Clinical studies in lung cancer
P192 Fibreoptic bronchoscopic insertion of the Gianturco stent for tracheobronchial obstruction in patients with cancer at a lung cancer tertiary referral centre: 20 year experience
  1. A Collins,
  2. T Jordan,
  3. M Ledson,
  4. M Walshaw
  1. Liverpool Heart and Chest Hospital, Liverpool, UK


Background Lung cancer is the commonest form of malignant disease in the Western World, and 95% of patients die within 5 years of presentation. Palliation of symptoms is therefore an important aspect of the treatment: up to 30% will develop large airway obstruction due to tumour with ensuing distressing breathlessness and this may be life threatening. Protection of the airway by stenting may be difficult and is traditionally carried out under general anaesthesia and fluoroscopy. In our regional unit we have developed a service for the insertion of self-expanding Gianturco stents under local anaesthesia using the fibreoptic bronchoscope (FOB) and direct vision for the treatment of malignant airway tumours, and we now report our 20-year experience.

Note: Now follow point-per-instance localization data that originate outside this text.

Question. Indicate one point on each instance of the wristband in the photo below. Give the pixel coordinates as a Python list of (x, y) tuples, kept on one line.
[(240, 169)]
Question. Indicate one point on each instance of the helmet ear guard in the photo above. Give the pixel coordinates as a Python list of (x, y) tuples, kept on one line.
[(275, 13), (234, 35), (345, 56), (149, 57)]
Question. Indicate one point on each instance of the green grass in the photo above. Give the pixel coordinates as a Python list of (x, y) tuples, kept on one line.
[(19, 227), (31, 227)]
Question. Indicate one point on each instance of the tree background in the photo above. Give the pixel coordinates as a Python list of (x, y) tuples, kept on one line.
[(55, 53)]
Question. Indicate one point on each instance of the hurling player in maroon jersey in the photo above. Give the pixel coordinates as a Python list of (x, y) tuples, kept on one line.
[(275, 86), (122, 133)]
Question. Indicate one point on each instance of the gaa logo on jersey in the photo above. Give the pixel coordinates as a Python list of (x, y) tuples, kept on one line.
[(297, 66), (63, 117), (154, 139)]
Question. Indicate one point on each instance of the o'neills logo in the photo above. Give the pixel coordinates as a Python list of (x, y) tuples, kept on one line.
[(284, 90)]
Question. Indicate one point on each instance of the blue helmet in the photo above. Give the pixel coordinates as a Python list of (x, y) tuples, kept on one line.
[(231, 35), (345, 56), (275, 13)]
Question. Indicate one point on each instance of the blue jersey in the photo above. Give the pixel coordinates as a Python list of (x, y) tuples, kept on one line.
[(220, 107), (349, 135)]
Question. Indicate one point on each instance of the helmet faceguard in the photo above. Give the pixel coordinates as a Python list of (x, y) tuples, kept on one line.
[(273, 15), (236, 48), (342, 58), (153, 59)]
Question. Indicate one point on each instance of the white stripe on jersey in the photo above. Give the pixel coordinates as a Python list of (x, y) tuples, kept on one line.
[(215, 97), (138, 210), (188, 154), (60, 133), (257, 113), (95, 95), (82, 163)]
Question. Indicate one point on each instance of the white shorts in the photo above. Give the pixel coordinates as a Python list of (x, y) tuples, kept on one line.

Methods A review of all stenting procedures carried out in our unit between 1990 and 2009, looking for tumour type, number and site of stents, procedure complications, and survival.

Results 236 patients (mean age 64 years (range 21–89)) had 414 stents inserted during 242 procedures (mean 1.7 stents/procedure (1–4)); 184 patients for primary lung tumours (49% squamous cell, 25% small cell, 15% adenocarcinoma, 11% unknown), 33 for secondary malignancy, and four for benign conditions (following fully informed consent). There were no operative deaths, but four patients developed a pneumothorax, three haemoptysis, and two procedure-related chest infections. Mean survival of patients with primary lung cancer improved from 103 days (range 1–488) between 1990 and 1999 to 150 days (5–910) between 2000 and 2009.

Conclusion We conclude that Gianturco stents are safe in relieving malignant airway obstruction, with a low complication rate: higher complication rates reported in others studies may be due to poor patient selection or stent placement. Survival improved in our patients over time, suggesting better patient selection or improvement in coexisting treatment modalities (eg, oral chemotherapy and palliative care). Our technique of endobronchial stent insertion using FOB is simple and effective without the need for thoracic surgical facilities, and we therefore recommend its use to other clinicians who are charged with treating patients with this common and distressing disease.